Living in a traditional home can be expensive and leave little money for other things. With an increasing cost of living, higher rates of unemployment, and a general shift in consciousness towards sustainability, millions of Americans are breaking outside of the mold to live in unique and cost effective ways that not only reduce their carbon footprint, but also allow them to gain financial freedom.
Here are five popular alternative home options to consider. While they may not all be your cup of tea, there may be something that strikes your fancy. Who knows, there could be a “small” move in your future!
Home on Wheels
While most people consider an RV a great tool for vacationing, many Americans are starting to use them for full time living. The benefits of living in an RV are obvious; no land to pay for, ability to travel and a cost savings over traditional housing.
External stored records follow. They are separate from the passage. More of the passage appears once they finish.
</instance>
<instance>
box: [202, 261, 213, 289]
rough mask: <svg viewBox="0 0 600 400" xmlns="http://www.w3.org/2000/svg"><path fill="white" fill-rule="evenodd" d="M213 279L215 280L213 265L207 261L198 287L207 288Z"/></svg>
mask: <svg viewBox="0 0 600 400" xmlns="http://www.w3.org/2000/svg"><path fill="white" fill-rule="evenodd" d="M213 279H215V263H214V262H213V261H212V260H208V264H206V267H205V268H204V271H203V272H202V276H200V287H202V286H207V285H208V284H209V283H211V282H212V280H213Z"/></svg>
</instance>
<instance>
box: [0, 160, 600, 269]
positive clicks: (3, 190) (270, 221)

RV’s have a sleeping area, kitchen, and usually a bathroom. If a traditional RV won’t work, several companies are building, and selling, small homes on wheels. These tiny houses offer all of the comforts of a stick built home, with the ability to travel like an RV. The main downside to this style of housing is the cost of gas.
Green homes, like those built with cob, straw bale, and recycled materials, are becoming more popular. Cob homes are made with mud to create beautiful and unique homes. Straw bale homes are made by stacking straw, then covering it in concrete or mud. Old bags, tires, and bottles are being filled with dirt and stacked to create unique and natural homes. These building styles are much cheaper than traditional homes, and because of their excellent insulation, are much cheaper to heat and cool. Of course, these buildings don’t look like traditional homes, and some areas may not allow them or provide insurance for them.
Shipping Container Home
Old shipping containers like the ones you see on ships and trains, are becoming popular to use as homes. These metal crates are finished off with electricity, plumbing, insulation, walls, flooring and siding for a modern, yet cozy, feel. These crates can be lined up, stacked, or joined to create larger living spaces. They are low cost and a fun way to use recycled materials in a retro, modern fashion.
While living in a tent may seem a little far-fetched, several companies have designed wall tents, yurts and even teepees to be full time dwellings. These alternative homes are much cheaper than other options, and make great homes. They can be heated, provide protection from the elements, and can even have multiple rooms, flooring, and normal doors and windows. You will have to get used to living with the smells, sights, and feelings of nature right outside your fabric walls. However, this can be very stress relieving and provide a great respite from the buzz of the modern world.
Home on the Water
Living in a houseboat can save you tons of cash. Of course, you can buy a large houseboat with tons of amenities, or a big fancy yacht and not save any money. However, humbling yourself to live in a smaller boat can mean lower costs: no lawn care costs, no property taxes, no recycling or trash cost. Usually the only charge is a monthly cost for a marina slip. Living on the water allows you to be in touch with the outdoors and gives you a first hand few of the sunset over the water every night. If you love the water, a houseboat may be the best choice for you.